Discrimination against immigrants applying for jobs depends on the time of day, according to research by Swiss university ETH Zurich.
Examining data from recruitment platforms and machine learning to study hiring discrimination, ETH researchers analysed how recruiters made their choices.
The research team found that on average immigrant jobseekers were 6.5 % less likely to be contacted than Swiss jobseekers with otherwise identical characteristics.
This discrimination was particularly pronounced for migrants from the Balkans, Africa, the Middle East and Asia.
Significantly, the research suggests that foreign origin has a stronger negative impact towards noon and in the evening – when recruiters review CVs faster, according to ETH Zurich: the same recruiter makes different decisions depending on the time of day.
“This result suggests that unconscious biases, such as stereotypes about minorities, also contribute to discrimination,” said co-author Dominik Hangartner, positing that these unconscious biases might play a larger role when we are tired or want to leave work.
The study also found that both men and women face discrimination. Given equal qualifications, women are mainly discriminated against in typical male professions and men in typical female professions. In the five professions with the lowest proportion of women, women are 7 % less likely to be contacted.

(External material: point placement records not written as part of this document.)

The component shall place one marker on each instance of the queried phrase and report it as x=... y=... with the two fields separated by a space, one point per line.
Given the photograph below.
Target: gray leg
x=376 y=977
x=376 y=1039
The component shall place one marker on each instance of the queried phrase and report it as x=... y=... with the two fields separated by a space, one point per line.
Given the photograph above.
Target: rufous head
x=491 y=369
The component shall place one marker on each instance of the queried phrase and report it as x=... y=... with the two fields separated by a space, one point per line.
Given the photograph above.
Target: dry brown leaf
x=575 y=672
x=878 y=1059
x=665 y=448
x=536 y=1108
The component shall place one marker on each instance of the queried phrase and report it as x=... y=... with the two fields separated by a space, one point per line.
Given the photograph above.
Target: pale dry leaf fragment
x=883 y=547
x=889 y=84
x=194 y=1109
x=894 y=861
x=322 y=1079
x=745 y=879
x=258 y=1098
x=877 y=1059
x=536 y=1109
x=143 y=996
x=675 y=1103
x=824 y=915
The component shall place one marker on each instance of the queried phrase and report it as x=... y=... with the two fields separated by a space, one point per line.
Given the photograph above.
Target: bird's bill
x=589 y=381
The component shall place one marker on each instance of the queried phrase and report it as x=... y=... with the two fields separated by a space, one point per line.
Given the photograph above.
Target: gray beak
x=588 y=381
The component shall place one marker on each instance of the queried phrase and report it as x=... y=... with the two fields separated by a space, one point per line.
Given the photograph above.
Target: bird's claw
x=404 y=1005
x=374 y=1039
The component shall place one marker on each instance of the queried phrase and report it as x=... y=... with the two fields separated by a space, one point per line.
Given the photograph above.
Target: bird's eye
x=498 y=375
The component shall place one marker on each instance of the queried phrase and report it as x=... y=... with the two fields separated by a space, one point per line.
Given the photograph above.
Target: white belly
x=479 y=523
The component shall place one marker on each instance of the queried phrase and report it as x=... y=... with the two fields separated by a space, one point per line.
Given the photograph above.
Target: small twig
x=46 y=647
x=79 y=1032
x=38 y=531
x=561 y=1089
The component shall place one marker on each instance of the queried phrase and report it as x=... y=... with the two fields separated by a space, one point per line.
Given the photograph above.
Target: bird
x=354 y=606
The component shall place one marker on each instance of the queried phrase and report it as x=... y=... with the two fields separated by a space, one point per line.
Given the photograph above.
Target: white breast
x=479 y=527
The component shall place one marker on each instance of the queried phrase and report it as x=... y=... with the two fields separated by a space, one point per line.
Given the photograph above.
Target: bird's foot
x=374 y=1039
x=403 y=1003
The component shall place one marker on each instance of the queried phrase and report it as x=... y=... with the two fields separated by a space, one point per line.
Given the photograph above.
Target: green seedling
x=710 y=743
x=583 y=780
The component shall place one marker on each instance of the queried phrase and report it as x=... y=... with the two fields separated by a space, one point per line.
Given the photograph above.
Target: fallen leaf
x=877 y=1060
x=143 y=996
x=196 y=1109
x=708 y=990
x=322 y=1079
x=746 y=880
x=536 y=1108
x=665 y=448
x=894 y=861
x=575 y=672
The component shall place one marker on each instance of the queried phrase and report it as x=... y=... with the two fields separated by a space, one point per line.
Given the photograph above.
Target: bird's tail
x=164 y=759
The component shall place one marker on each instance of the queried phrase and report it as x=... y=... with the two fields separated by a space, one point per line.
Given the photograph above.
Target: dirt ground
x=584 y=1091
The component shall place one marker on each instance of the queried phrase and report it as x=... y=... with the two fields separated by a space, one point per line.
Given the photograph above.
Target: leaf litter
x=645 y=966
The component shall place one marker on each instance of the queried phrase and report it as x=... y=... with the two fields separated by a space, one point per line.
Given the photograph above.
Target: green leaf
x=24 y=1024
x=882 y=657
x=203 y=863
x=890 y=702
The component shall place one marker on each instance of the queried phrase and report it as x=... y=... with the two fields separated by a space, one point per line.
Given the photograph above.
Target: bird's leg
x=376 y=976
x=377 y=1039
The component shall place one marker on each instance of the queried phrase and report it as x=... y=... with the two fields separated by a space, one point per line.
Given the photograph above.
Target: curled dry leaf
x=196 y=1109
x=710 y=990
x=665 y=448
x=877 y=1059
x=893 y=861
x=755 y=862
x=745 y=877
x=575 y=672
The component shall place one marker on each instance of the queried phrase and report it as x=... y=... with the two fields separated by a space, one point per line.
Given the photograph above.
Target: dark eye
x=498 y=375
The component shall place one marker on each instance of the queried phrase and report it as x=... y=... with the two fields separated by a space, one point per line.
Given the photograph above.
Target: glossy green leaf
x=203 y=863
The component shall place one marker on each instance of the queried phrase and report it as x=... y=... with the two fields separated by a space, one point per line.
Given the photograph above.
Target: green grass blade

In the five occupations with the highest proportion of women, they are 13 % more likely to be contacted. According to co-author Michael Siegenthaler, some recruiters still seem to think that women are more suited to certain professions than men, and vice versa. “As a result, occupational segregation persists or is even increased.”
Examining online platforms, the researchers found that there is no evidence of more discrimination on online platforms than in traditional recruitment processes.
According to Daniel Kopp, discrimination is rather a structural and societal problem that is reflected across the entire labour market: “But in the case of online portals, we can use the existing data to study hiring discrimination in detail and, based on the results, develop strategies to increase equal hiring opportunities.”
The study conducted by Dominik Hangartner (Public Policy Group), Daniel Kopp and Michael Siegenthaler (both KOF Swiss Economic Institute) was supported by the Swiss National Science Foundation (SNSF).